While most agencies in South Africa have decent websites and have begun to offer expanded online offerings, some are leading with innovative new digital offerings, following global trends. For instance, ooba now offers clients a live chat option to chat online directly with a home finance expert during business hours.

“We're starting to see agencies with active social media profiles, responding to queries and promoting properties on Twitter,” says Dyer. “A personal referral from a friend is still the most likely way for an estate agent to gain business, but now 'personal' can mean digital, and 'friend' can mean any of your Twitter followers who see your query.”

Very much video

Some real estate companies are also starting to upload YouTube videos of the properties that they have on their books, to give a true-to-life sense of the property to save agents and buyers time. “For the time being, these videos are accessed primarily through the agent's site, but YouTube will increasingly become the first port of call for those looking for property,” says Dyer. “YouTube is already the world's second most popular search engine.”

Touch screen application forms on iPads and further interaction on Twitter and Facebook are all also seeing growth.

Mobile movers

Another area of particular focus for the technically-proficient agent is mobility. In the Mobility 2011 research project by World Wide Worx, it was revealed that 39% of urban South Africans are now browsing the internet on their cell phones – a number likely to have increased significantly by now.
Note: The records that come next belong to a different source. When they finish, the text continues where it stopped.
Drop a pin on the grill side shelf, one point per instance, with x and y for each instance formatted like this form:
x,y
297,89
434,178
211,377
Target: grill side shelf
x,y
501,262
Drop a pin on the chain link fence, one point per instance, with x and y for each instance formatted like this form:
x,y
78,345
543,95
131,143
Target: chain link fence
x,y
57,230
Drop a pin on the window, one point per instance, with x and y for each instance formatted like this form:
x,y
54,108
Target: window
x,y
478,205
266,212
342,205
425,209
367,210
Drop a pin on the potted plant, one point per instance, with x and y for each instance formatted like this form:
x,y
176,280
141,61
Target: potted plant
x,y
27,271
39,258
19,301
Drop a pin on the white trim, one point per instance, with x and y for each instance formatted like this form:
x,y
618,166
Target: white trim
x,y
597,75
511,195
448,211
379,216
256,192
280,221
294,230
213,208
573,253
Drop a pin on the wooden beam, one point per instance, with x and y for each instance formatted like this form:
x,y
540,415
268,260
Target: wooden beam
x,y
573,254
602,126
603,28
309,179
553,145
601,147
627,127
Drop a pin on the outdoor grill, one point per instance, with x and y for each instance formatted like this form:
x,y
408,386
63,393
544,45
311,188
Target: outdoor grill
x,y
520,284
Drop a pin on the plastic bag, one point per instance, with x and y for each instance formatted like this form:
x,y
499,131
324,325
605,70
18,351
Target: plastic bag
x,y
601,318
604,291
This being the case, real estate companies now have to offer well-thought-out mobile versions of their web presences.

“Any link in the property market chain has to provide online and mobile services, says Dyer. “Everything needs to be adjusted for mobile viewing, to avoid customer frustration and to appeal to technically-savvy younger buyers.”

ooba has made the new version of its website responsive to mobile devices so that users can search for content, calculate their bond repayments or even apply for a home loan wherever they are and on whatever device they are comfortable.

This is the way that property sales and financing are headed, and as younger and more technically proficient people enter the market, these kinds of services will continue to grow and develop.